Boldly proportioned and measuring nearly eight feet long, this handsome sofa bears the elaborate and rare detail of pointed peaks breaking the serpentine curve of the back on either side of the central hump. It otherwise follows the classic Rococo style design with its boldly arched crest rail, steeply pitched outward-scrolling arms, and Marlborough legs that became fashionable in Philadelphia about 1765.
It is one of very few Philadelphia sofas with a peaked camelback that are extant. One is offered as lot 29 in this sale. Another is in the collection of Winterthur Museum and illustrated in Joseph Downs, American Furniture, New York, 1952, no. 272. One with a serpentine front rail carved with a fretwork design owned by the Chew family at Cliveden is illustrated in William M. Hornor, Blue Book Philadelphia Furniture, Philadelphia, 1935, pl. 258. Another also with a serpentine front seat rail and a history in the Morris family of Philadelphia is pictured in American Furniture, 1620 to the present by Jonathan Fairbanks and Elizabeth Bates (New York, 1981, p. 159). An additional example with a serpentine front rail is illustrated as a masterpiece in The New Fine Points of Furniture by Albert Sack (New York, 1993, p. 249).
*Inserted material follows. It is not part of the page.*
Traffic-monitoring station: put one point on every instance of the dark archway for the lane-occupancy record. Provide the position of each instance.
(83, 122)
Other related Philadelphia camel-back sofas with cuffed Marlborough legs and broad proportions include one in the collection of the Metropolitan Museum of Art and illustrated in plate 202 of Hornor’s Blue Book as the property of Harry G. Haskell of Wilmington, Delaware; one at Winterthur Museum illustrated in Downs, pl. 27; and one at Bayou Bend with a history in the Harrison Wood family (see David Warren, American Decorative Arts and Paintings in the Bayou Bend Collection, Houston, 1998, F101, p. 60).